Acoustic Field Induced by Linear Array Ultrasonic Transducers in Graphite Bipolar Plates for PEM Fuel Cells

• Main Authors: Cheng, Po-Yi, 鄭博毅
• Other Authors: Yin, Ching-Chung
• Format: Others
• Language: zh-TW
• Published: 2010
• Online Access: http://ndltd.ncl.edu.tw/handle/09504732001384415474

碩士 === 國立交通大學 === 機械工程學系 === 98 === Water management is an important issue to improve performance of proton-exchange-membrane (PEM) fuel cells. In order to understand the feasibility of monitoring water production in PEM fuel cells using ultrasonic visualization, this thesis numerically studies linear array induced ultrasound propagation in graphite bipolar plates with machined flow channels. The material properties of graphite bipolar flow channels were experimentally characterized. Experimental results indicate that it is nearly an isotropic material. Comparing the ultrasonic signals acquired in different states and areas of graphite bipolar plates, the reflected echoes have significant changes when water appears in flow channels.

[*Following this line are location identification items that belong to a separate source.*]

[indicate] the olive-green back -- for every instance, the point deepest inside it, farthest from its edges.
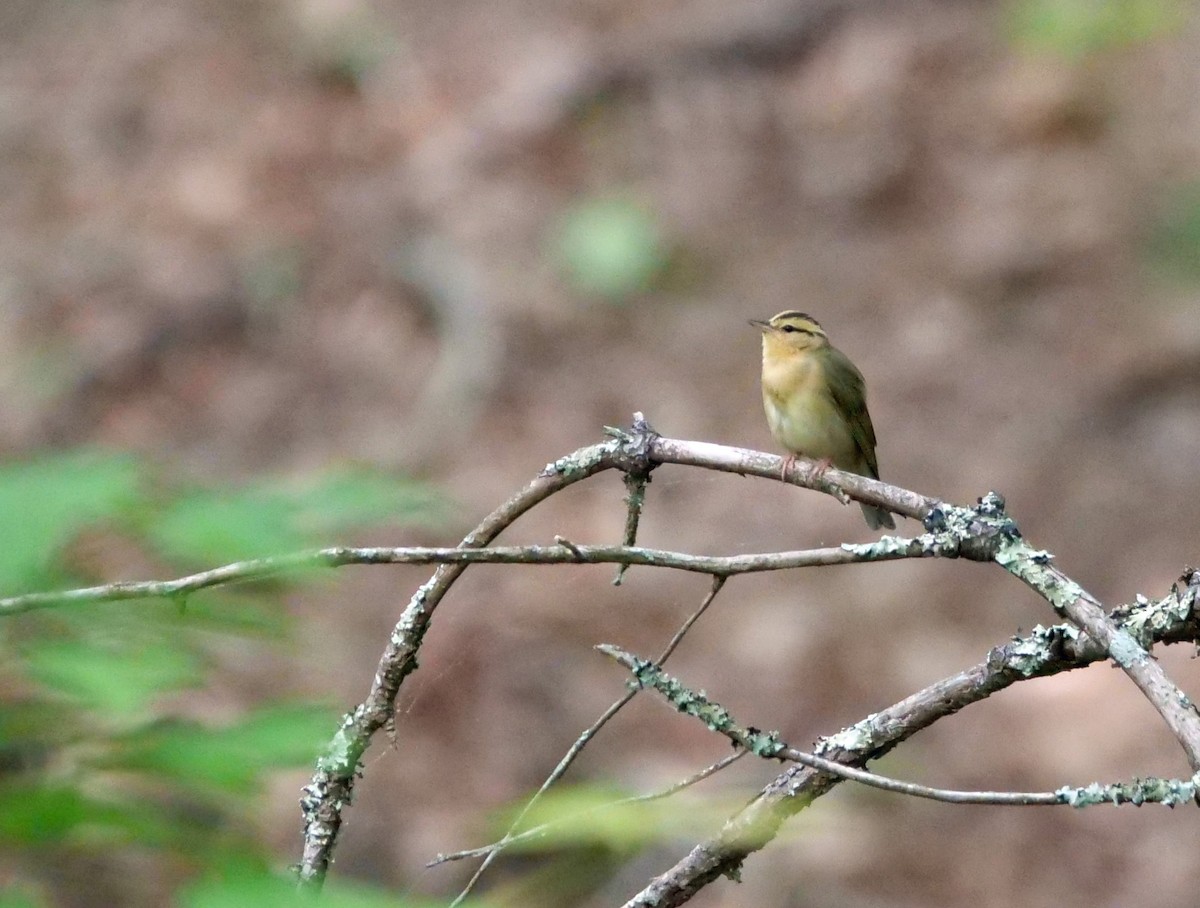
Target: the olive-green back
(850, 395)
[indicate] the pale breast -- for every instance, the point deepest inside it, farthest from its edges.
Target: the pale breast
(803, 416)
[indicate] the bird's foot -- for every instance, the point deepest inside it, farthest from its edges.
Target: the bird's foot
(789, 463)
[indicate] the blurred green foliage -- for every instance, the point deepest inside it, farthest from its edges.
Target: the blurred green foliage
(1174, 241)
(1078, 28)
(95, 763)
(611, 247)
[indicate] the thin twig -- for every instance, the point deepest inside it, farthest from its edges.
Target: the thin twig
(546, 828)
(581, 743)
(563, 552)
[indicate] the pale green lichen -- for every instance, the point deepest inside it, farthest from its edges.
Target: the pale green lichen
(857, 738)
(1030, 655)
(883, 547)
(1126, 651)
(581, 462)
(1169, 792)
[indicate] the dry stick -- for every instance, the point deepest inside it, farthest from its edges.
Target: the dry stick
(1043, 653)
(581, 743)
(979, 536)
(333, 783)
(563, 552)
(545, 828)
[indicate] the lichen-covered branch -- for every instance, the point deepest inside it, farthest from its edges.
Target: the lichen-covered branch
(1169, 792)
(1044, 651)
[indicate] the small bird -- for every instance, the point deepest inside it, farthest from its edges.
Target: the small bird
(816, 401)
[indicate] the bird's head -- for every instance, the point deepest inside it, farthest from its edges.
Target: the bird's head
(791, 332)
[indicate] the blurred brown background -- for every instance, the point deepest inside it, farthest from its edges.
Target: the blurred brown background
(251, 235)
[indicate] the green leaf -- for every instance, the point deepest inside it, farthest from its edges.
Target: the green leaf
(1176, 236)
(611, 247)
(46, 503)
(13, 897)
(238, 888)
(108, 677)
(232, 758)
(1077, 28)
(55, 815)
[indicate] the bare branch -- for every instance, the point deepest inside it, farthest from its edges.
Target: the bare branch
(582, 740)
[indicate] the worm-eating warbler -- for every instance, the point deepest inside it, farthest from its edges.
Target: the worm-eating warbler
(816, 401)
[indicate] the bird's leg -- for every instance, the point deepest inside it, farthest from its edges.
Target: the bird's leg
(821, 468)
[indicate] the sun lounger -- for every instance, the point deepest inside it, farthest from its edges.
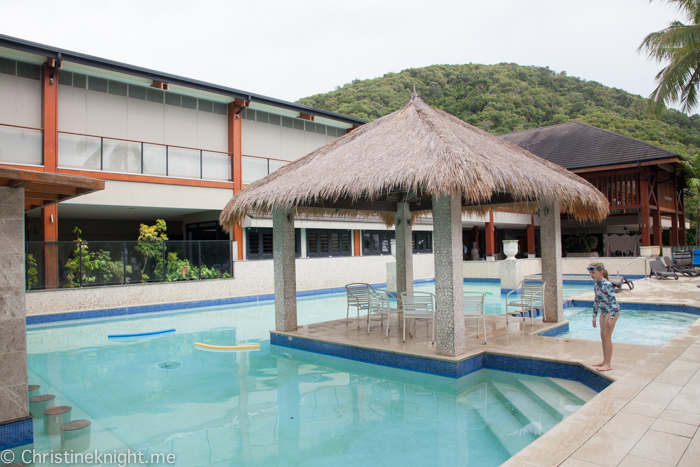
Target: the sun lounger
(690, 272)
(659, 269)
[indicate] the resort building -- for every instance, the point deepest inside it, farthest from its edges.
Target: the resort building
(643, 183)
(177, 149)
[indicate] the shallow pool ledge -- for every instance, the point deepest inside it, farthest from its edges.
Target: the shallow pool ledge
(449, 367)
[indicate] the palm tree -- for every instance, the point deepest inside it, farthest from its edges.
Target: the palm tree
(691, 164)
(679, 46)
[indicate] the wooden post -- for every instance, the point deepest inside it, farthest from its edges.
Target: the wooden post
(644, 201)
(674, 229)
(235, 148)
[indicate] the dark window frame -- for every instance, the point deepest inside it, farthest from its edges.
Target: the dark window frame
(258, 251)
(344, 239)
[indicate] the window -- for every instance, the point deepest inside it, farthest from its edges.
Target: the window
(377, 242)
(327, 243)
(422, 242)
(259, 243)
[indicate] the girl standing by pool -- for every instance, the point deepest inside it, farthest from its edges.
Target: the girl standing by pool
(606, 304)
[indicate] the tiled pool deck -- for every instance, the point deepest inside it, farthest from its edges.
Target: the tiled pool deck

According to the B-scan signals of graphite bipolar plates using immersion focusing ultrasonic transducer, the distribution of water can be clearly determined. Based on the investigation of the acoustic field induced by single element piezoelectric transducer attached on surface of semi-infinite solids, a linear array ultrasonic transducer was further designed. Both graphite composite and pure graphite are considered as acoustic media under investigation. Single element generated ultrasound in pure graphite has narrow main lobe due to its hexagonal anisotropy. The side lobe produced by acoustic phase interference is relatively small. It results that acoustic directivity of sound beam has smaller divergence angle in pure graphite than graphite composite. Transient analysis for acoustic field induced by linear array ultrasonic transducer in graphite bipolar plate indicates that the water distribution in the flow channels can be successfully discriminated.